WINNIPEG — A judge is expected to decide this week whether a man who admitted to killing four Indigenous women in Winnipeg did so because he was in the throes of a psychotic episode or was driven by a rare form of perverse sexual interest. The tragic case dating back to 2022 renewed calls for governments and organizations to address the ongoing issue of missing and murdered Indigenous women. Countrywide protests were also held demanding a search of a landfill for the remains of two of the victims.
The search is set to start in the fall. The judge is scheduled to give his verdict Thursday in the first-degree murder trial of Jeremy Skibicki. Skibicki has admitted to killing Morgan Harris, 39; Marcedes Myran, 26; Rebecca Contois, 24; and an unidentified woman an Indigenous grassroots community has named Mashkode Bizhiki'ikwe, or Buffalo Woman.
Defence lawyers have argued the 37-year-old Skibicki should be found not criminally responsible due to mental illness.
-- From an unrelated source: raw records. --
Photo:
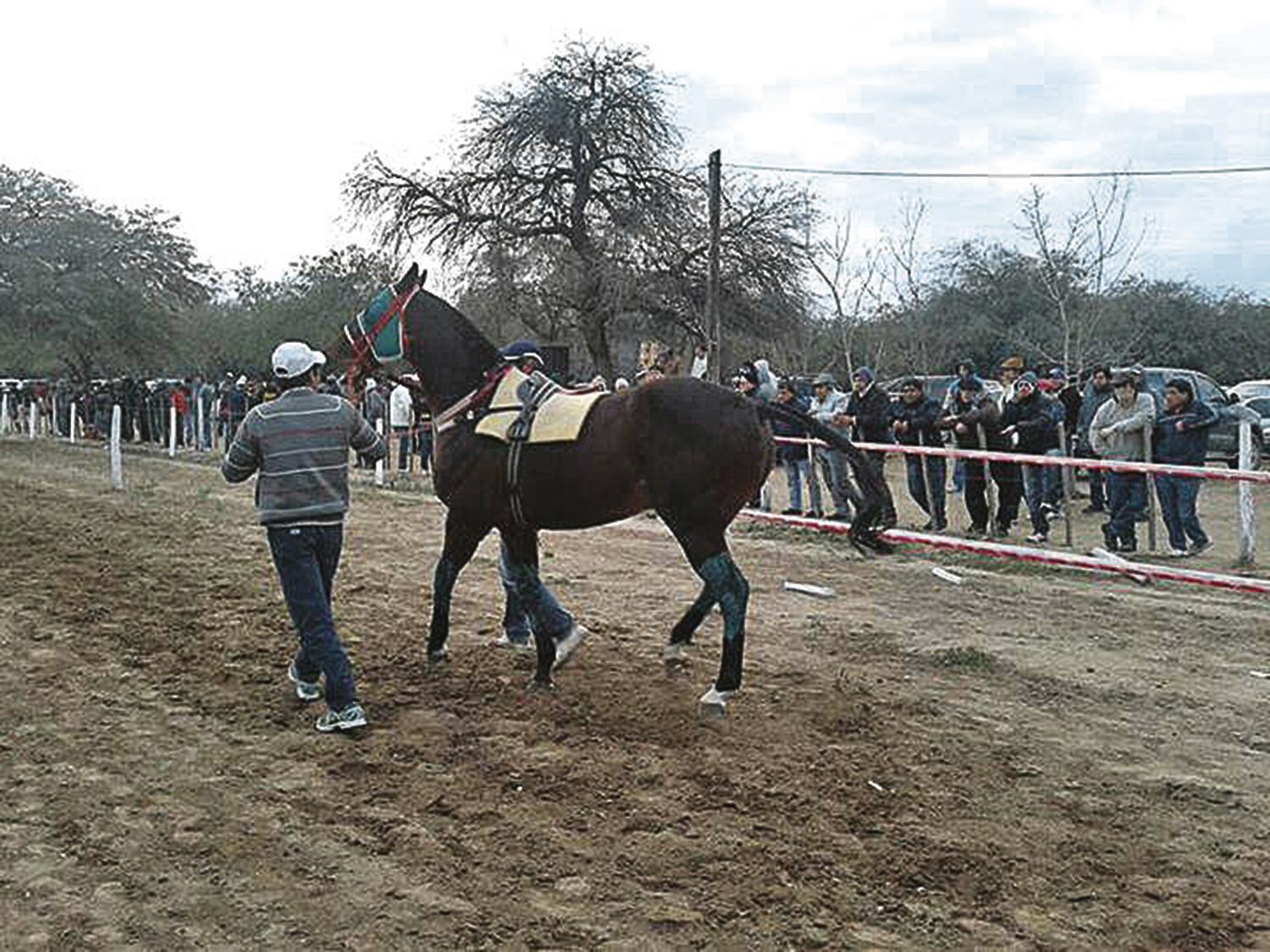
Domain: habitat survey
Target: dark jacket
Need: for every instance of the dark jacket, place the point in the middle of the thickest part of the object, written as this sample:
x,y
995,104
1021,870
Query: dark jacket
x,y
873,415
980,413
921,419
1035,421
1190,446
790,452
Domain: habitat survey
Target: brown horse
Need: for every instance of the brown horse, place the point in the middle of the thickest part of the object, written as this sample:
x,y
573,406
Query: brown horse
x,y
691,451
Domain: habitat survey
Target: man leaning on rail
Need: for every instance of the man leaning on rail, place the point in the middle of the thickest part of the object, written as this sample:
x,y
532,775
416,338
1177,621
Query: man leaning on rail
x,y
299,443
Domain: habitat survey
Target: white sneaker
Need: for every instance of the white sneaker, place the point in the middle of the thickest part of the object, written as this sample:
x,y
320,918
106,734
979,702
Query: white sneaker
x,y
566,645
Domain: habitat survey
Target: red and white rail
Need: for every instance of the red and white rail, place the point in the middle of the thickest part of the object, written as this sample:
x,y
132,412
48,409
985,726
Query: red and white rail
x,y
1044,556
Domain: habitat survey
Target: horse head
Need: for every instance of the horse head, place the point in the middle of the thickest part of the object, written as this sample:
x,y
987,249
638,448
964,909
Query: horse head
x,y
357,349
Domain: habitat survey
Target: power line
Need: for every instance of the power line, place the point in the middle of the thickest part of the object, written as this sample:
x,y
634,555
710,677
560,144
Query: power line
x,y
888,174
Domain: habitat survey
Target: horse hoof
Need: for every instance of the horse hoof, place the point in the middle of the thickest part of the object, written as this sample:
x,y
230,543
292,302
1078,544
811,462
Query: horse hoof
x,y
714,702
569,644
A forensic psychiatrist for the defence testified Skibicki was suffering from schizophrenia at the time of the killings. But the Crown contends Skibicki killed the women because he is a homicidal necrophiliac and that he knew what he was doing was wrong.
Homicidal necrophilia isn't well understood or documented, say some criminologists. It's an uncommon paraphilia where individuals are aroused by having sex with someone they've killed. Eric Beauregard, a professor of criminology at Simon Fraser University, said there are.